The preemption doctrine is founded on the Supremacy Clause of the United States Constitution which declares that the

 

Constitution, and the laws of the United States which shall be made in Pursuance thereof . . . shall be the supreme Law of the Land . . . any Thing in the Constitution or Laws of any State to the Contrary notwithstanding. (Emphasis supplied.)

 

When federal legislation or regulation is applicable to conduct which is also the subject of state law or regulation, whether the challenged state law or regulation survives is determined in accord with the preemption doctrine. This doctrine reflects judicial efforts to delineate the spheres of federal and state government authority within the federal system. The Supreme Court has established two criteria or tests in evaluating whether a particular state law or regulation is preempted: (1) the congressional intent test and (2) the conflict test.

First, the Court assumes that the police powers of the state are not to be superseded in the absence of a "clear and manifest purpose of Congress." Congressional preemptive intent may be found in explicit statutory command or inferred from the statute’s structure and purpose. If such intent is found, under the Supremacy Clause, the state law or regulation must give way—that is, it is preempted.

Second, even if there is no manifest congressional intent to preempt, the Court also seeks to ascertain whether state law conflicts with federal law. The criterion for ascertaining whether federal and state law are so inconsistent that the state law must be preempted is "whether, under the circumstances . . . [the state] law stands as an obstacle to the accomplishment and execution of the full purposes and objectives of Congress." Conflict clearly occurs when federal law mandates action prohibited by state law or vice versa. As the degree of state interference with the federal legislative scheme diminishes, the presence of conflict becomes more subtle.
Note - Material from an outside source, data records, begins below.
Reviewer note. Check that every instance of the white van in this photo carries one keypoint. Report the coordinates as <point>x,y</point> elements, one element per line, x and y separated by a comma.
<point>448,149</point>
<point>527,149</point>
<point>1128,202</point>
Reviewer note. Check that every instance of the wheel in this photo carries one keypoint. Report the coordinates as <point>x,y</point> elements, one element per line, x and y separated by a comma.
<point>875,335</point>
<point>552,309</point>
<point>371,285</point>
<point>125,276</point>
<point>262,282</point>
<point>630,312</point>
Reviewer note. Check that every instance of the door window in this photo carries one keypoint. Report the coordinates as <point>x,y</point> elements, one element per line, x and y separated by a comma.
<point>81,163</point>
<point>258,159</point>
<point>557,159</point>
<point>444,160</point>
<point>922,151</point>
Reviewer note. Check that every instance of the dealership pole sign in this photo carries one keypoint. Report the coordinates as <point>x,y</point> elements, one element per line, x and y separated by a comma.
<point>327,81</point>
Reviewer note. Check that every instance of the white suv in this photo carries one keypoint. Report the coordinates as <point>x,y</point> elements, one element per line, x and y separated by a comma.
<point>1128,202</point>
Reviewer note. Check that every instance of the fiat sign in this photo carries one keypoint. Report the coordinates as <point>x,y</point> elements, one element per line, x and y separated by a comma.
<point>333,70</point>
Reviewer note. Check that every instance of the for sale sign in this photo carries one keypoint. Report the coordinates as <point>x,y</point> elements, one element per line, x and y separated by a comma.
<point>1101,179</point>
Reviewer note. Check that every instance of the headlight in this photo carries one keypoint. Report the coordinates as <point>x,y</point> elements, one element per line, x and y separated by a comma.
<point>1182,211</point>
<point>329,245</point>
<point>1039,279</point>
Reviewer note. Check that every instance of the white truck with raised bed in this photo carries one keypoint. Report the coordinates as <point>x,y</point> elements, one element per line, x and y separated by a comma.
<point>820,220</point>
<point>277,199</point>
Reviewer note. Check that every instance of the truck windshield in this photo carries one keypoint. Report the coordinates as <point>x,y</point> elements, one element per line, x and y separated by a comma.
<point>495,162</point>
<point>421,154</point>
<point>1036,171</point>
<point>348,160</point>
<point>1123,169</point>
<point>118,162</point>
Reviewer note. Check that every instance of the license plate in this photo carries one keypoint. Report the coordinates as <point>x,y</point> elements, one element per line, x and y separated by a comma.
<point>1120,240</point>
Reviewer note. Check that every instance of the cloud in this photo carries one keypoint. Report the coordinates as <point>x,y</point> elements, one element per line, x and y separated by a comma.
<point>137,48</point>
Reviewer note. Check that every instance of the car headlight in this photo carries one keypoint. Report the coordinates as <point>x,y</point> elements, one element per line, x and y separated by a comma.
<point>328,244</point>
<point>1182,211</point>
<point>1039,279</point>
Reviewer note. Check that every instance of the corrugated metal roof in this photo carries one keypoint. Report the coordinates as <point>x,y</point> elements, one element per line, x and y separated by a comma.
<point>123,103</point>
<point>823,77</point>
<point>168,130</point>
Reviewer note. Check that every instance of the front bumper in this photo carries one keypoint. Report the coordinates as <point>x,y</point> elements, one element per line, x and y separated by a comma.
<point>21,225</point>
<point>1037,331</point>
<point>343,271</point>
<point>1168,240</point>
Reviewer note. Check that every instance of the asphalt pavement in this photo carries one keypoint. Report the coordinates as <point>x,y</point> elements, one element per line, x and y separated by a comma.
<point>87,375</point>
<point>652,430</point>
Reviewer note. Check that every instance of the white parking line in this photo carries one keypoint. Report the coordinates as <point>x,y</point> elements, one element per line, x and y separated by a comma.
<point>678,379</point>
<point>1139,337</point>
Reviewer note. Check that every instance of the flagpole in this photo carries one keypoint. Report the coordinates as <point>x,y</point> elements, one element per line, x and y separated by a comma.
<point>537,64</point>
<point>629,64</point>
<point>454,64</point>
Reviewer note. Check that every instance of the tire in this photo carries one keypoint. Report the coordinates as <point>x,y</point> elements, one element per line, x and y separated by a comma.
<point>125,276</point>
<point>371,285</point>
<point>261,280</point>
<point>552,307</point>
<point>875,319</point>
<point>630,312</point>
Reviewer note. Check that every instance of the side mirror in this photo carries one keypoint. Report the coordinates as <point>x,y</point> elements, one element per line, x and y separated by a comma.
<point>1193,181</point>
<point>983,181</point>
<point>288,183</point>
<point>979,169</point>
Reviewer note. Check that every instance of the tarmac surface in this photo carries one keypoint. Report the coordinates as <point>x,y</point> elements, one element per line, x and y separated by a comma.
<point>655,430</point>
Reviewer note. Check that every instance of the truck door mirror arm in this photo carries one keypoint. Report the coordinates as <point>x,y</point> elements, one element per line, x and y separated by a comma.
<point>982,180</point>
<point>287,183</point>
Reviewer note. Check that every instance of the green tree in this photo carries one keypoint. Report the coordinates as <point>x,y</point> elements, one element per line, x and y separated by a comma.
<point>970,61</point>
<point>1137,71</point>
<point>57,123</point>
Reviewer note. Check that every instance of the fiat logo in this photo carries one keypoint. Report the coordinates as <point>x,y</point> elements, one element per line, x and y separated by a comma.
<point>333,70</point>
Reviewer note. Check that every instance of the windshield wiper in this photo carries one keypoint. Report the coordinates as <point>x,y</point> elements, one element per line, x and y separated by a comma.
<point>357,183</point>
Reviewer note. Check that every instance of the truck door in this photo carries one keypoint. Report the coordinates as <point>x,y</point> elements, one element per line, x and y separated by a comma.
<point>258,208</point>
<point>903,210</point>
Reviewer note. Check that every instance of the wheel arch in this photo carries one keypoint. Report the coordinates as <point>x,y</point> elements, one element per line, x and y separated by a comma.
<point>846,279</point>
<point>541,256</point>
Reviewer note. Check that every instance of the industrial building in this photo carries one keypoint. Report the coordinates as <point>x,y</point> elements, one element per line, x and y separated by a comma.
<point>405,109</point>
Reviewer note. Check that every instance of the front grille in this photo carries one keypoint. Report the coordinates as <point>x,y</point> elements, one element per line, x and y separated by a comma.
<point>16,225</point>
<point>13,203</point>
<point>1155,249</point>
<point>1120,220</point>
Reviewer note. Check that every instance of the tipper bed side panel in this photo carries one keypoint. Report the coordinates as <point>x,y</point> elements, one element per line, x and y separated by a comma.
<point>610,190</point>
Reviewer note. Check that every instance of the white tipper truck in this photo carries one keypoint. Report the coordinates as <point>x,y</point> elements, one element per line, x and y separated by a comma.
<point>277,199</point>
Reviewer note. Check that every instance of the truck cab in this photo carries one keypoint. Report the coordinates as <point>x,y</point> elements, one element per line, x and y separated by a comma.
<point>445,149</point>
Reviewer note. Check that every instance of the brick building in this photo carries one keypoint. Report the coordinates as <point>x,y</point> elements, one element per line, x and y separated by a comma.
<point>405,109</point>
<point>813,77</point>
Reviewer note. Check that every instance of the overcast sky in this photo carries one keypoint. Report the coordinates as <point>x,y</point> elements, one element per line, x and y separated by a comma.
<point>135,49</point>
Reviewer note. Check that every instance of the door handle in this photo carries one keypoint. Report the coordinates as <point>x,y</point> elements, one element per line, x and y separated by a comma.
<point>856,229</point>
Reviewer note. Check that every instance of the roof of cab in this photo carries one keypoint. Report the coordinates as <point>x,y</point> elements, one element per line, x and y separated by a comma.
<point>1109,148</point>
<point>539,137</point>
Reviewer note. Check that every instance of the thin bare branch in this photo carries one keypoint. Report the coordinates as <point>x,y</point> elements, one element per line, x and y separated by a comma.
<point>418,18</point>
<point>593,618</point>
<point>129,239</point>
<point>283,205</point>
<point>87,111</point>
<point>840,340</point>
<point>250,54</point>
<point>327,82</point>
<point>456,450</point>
The congressional intent and conflict tests under the preemption doctrine, being quite general, are subject to a wide range of judicial interpretations. The Court’s willingness to preempt state law has dramatically oscillated over time between a high degree of solicitude for federal interests (thereby heavily favoring preemption) and greater respect and tolerance of state concerns. In more recent years the latter tendency has been more common. Nevertheless, there is little doubt that, in the absence of McCarran Act protection, both actual preemptions and uncertainty as to whether future regulatory efforts will be preempted will tend to circumscribe state willingness and/or ability to respond to insurance regulatory problems.